Back in the 80s, when I was around that size, the then local bike shop ordered a bike for me from the English company Royce. It was essentially a pedal motorcycle...a heavy mountain bike type of frame, with motorcycle style wheels, tires, handle bars, brake controls & cables, etc. It was a special order bike, and it took several months to get it. I have no idea if it is still available or even if the company is still in business. Oh...and they also ordered me a special heavy duty, larger, extra padding seat.

What I'd LOVE to have now is a not too low seated recumbent bike with a decent size seat. But then I'd probably just get in trouble for trying to take it into stores and such as a scooter alternative.

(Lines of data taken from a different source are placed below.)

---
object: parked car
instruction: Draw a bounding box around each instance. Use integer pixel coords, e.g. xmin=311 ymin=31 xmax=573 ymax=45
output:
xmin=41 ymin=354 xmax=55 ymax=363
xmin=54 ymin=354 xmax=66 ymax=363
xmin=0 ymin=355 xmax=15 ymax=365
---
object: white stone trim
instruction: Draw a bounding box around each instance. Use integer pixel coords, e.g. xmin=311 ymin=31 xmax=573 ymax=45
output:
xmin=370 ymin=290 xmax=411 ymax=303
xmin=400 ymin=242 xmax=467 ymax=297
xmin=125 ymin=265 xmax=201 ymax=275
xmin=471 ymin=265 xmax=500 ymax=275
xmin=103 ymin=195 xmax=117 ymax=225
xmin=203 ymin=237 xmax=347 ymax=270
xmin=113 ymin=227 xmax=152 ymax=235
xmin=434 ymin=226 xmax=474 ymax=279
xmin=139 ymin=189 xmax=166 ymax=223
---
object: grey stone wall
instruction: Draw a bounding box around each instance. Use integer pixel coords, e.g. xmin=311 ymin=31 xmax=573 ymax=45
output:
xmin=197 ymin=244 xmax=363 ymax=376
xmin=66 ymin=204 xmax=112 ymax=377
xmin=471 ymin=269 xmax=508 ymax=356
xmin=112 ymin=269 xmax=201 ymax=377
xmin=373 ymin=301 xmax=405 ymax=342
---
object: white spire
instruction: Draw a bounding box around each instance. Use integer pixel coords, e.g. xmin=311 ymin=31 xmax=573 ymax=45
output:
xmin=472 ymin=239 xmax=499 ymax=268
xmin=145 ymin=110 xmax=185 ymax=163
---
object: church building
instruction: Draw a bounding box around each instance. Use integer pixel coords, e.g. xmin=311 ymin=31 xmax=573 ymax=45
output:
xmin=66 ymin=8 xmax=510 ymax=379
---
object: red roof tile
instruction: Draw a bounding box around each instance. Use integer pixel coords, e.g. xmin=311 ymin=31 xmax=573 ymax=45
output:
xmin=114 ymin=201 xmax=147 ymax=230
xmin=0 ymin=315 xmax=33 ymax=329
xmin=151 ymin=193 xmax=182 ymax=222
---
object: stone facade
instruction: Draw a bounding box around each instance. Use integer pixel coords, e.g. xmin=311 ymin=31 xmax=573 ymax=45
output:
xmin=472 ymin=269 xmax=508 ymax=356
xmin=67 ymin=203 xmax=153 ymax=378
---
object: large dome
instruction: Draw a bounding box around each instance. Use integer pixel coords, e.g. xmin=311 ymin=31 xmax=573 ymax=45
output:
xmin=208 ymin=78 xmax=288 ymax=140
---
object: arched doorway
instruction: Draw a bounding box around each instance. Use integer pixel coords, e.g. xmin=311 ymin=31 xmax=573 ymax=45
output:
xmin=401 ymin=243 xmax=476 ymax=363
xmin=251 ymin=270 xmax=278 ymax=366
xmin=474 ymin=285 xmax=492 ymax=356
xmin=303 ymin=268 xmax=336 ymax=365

It's not a bicycle as such, but I'd rather have this than a scooter, partially because of the more bicycle-ish appearance.

http://www.palmerind.com/electric/twosome.html

Did I say I love bikes?


----------



## SamanthaNY (May 27, 2007)

I've always admired these: (they call them PAVs "personal activity vehicles") 

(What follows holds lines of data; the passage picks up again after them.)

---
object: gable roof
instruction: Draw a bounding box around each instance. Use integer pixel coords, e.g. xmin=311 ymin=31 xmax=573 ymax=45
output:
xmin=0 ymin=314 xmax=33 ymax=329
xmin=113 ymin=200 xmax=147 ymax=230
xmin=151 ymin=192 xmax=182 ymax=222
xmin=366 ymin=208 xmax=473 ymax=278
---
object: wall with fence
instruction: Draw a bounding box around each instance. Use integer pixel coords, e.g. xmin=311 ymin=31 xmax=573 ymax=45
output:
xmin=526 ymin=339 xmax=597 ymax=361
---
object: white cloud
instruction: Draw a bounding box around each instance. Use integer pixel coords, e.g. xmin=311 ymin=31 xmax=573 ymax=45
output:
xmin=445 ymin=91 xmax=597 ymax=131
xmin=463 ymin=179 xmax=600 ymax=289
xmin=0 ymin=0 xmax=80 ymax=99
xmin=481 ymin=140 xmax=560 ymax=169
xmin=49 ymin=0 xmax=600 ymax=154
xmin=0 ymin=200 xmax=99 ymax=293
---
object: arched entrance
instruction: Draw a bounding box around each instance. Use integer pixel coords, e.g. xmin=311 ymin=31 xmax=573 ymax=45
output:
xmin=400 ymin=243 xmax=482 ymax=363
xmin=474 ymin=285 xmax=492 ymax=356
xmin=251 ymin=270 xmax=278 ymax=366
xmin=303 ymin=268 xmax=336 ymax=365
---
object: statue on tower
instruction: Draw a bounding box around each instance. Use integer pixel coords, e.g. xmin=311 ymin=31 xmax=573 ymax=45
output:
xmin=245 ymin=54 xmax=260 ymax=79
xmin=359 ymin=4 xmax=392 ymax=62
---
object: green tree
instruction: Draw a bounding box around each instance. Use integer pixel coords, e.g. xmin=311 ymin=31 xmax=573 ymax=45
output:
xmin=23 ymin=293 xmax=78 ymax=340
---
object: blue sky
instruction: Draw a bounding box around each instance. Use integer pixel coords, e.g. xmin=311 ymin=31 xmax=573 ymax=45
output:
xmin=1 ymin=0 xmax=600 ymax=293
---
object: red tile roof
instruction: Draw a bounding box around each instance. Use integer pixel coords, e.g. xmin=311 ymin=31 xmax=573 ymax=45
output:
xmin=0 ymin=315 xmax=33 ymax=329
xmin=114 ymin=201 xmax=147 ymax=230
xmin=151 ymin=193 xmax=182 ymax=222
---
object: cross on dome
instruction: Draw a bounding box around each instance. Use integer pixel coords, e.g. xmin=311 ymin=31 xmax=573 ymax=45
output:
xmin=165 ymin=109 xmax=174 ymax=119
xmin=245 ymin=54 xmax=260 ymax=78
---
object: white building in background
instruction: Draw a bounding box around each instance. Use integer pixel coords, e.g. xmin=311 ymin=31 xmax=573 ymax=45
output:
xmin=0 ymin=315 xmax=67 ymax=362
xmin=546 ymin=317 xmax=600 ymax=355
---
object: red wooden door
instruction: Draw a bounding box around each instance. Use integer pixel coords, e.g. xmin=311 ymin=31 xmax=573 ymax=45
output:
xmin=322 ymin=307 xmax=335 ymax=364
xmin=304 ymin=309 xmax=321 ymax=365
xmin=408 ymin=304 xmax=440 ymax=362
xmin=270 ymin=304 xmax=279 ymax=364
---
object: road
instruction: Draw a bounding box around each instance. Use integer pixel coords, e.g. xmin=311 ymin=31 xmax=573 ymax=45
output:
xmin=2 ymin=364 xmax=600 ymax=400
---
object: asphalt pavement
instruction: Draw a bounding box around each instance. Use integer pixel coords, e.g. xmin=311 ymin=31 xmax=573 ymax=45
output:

They have models from 200 lb to 550 lb capacity ($300-$800), and can be tricked out for all sorts of tasks: 






And how cute is this one!


----------



## SamanthaNY (May 31, 2007)

Ran across something callled SuperSizedCycles, which offers at least one model weight-rated to 550 pounds (wow, impressive!)

Unfortunately, the site says "TEMPORARILY UNAVAILABLE--call us for more information", and the price tag is almost $1,800.

It's a good site though - worth a look around.


----------



## ashmamma84 (Jun 1, 2007)

Great thread! I want to start bike riding again and those links will come in handy! Thanks.


----------



## LillyBBBW (Jun 2, 2007)

The mountain bikes at Walmart are dirty cheap. I bought one thinking if the thing broke who cares? It's only 60 bucks, get a new one next year. The thing is, the thing wouldn't break. It was a great bike for riding to and from work along the park route or in rush hour traffic. I never took it on rocky terrain or rough rides and it lasted till I gave it away because I had no more storage space to keep it. I'm thinking of buying another. The only thing I would suggest with buying any bike is to also buy a wider seat with it. DON'T, I repeat, DON'T ride with the seat that comes with it. It took weeks for my bum to recover. Invest in a bigger wider seat and hold on to it for the rest of your life. Swap it for whatever seat comes with your new bike. If something happens to the mountian bike (which I doubt it will) remove the seat and save it for the next one you buy. They're so inexpensive now you can buy a new one every year and give the old one to charity.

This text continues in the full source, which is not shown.